Чувствуя, что этой второй формой божества, хотя и менее «примитивной», чем первая, он рискует все же немного удивить читателя в произведении, претендующем на научность (и которое является таким в целом за исключением некоторых мест), Джинс внезапно поворачивает назад и становится на позицию, близкую к агностицизму некоторых позитивистов, которую он пытается оправдать авторитетом Анри Пуанкаре.
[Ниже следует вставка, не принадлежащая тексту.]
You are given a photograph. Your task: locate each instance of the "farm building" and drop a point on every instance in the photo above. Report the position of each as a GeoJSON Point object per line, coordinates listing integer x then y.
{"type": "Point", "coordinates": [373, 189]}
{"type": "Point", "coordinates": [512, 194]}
«Эти две точки зрения неуязвимы, — пишет он, — но иная точка зрения, свойственная среднему человеку, также является таковой: констатируя, что человеческий ум не в состоянии постичь в целом вселенную, человек решает прекратить попытки своего ума выяснить проблему творения материи. С чисто философской точки зрения этот последний взгляд, возможно, наиболее приемлем. Вот уже четверть века, как физика, главным образом под влиянием Пуанкаре, отказалась от попыток объяснять явления и ограничивается их описанием в наиболее простой форме».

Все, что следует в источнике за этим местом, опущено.